The dramatic resurgence of oil and gas extraction on the
Allegheny National Forest – the drilling itself, related road
construction and clearing of land – has sparked concern from
visitors and local residents alike.
And ANF officials themselves have been left to sort out
potentially conflicting interests of those who use the forest for
recreation, and those who use it as part of their livelihood.
Amid this debate is the government’s ownership of a mere 7
percent of the mineral rights within the country’s oldest
oilfield.
“We are stewards of the forest and all the multiple-use mandates
(that cover) wildlife, timber, and water and soil quality and
resources and so forth – for various uses,” said Stephen Miller,
information officer for the U.S. Forest Service in Warren.
“One of those legitimate uses on the Allegheny is the access to
the subsurface rights to those who own the oil and gas rights.”
Of the National Forest’s 513,325 acres, only 35,000 – that’s 7
percent – are owned by the government.
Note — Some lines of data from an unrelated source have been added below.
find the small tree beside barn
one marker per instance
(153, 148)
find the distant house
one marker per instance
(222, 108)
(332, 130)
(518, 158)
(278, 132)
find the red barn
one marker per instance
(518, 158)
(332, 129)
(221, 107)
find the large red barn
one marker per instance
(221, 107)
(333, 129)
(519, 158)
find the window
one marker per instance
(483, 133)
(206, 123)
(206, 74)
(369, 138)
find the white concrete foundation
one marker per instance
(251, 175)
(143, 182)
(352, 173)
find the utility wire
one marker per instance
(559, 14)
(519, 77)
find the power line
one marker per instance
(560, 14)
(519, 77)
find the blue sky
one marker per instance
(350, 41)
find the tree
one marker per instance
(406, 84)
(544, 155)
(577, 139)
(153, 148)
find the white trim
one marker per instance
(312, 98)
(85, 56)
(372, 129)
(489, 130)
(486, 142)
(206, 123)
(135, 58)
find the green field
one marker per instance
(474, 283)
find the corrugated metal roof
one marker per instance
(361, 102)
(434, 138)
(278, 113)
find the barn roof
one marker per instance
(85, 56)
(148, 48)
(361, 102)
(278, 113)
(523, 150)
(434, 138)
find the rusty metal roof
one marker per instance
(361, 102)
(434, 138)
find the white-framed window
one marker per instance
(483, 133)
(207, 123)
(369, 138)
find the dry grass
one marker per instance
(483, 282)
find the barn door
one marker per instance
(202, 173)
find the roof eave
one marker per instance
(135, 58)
And of that amount, 13,960
acres have been withdrawn from leasing.
That leaves the other 93 percent of subsurface to private owners
who have a legal right to extract them.
Ever since 1923, when more than 500,000 acres were designated
federal lands, the forest service has been working to promote
growth and to end the near desecration of the forest.
Oil was discovered at Drake’s Well in 1859, triggering the
Pennsylvania Oil Rush. For nearly 50 years, the forests in
Pennsylvania were subjected to aggressive logging as drillers
cleared land to make way for their wells.
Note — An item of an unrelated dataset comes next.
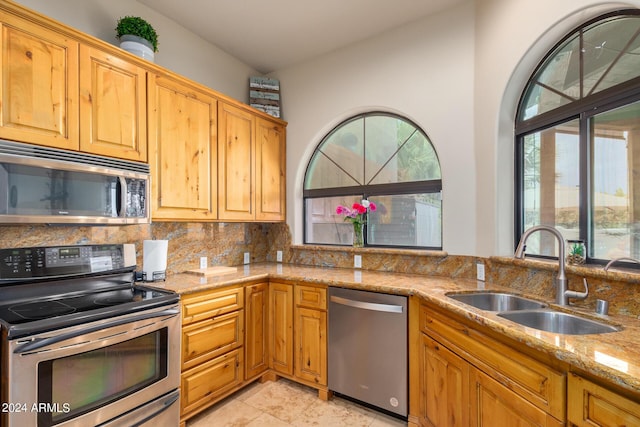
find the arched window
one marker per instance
(578, 141)
(387, 160)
Gifford Pinchot, a proponent of conservation techniques in
forestry, became the first director of the U.S. Forest Service in
1905. Nearly two decades later, in 1923, he was governor of
Pennsylvania when the Allegheny National Forest was created.
At the time the land was reserved as the ANF, it was determined
that forest system objectives could be achieved without the forest
service owning the mineral rights in the 513,325 acre forest
designation.
This historical information can be found in the “Pennsylvania
Wilds: Images from the Allegheny National Forest” book from Forest
Press, a division of the Seneca Highlands Association Inc.
The book also mentions that prior to Pinchot’s rise to creating
the forest service, a man named Joseph Rothrock, who had admired
the northern Pennsylvania forest before it was cut, became first
the president of the Pennsylvania Forestry Association and then
Pennsylvania’s first commissioner of forestry.
While he was commissioner, hundreds of thousands of acres were
sold at sheriff’s sales and were reclaimed and reforested by the
state, adds the book.
“We are lucky we have a fairly resilient ecosystem – we have
been doing a good job of restoring it and that process will
continue,” said Miller of the past, present and future practices of
the forest service since its inception.
Since 1986, some 4,493 new wells had been drilled on the
National Forest – an average of 225 new wells per year. That
information is included in a draft environmental impact statement
prepared as part of the ongoing revision of ANF’s forest plan.
There were also 1,993 wells plugged during this time.
“We need to remember not just active drilling for new wells, but
we also have an active program to monitor wells currently in
production by working with the operators to decommission wells not
in service,” added Miller.
The release from the ANF adds that with the rise in oil and
natural gas prices, 688 wells were drilled on the ANF in 2005.
About 1,000 were estimated to be drilled this year and an estimated
9,000 oil and gas wells are in production, according to a September
report.
The amount of drilled wells could exceed 20,000. Additional
information in the report states that oil and gas bearing wells
could remain in production for 25 to 30 years, while some could
remain for more than 50 to 75 years.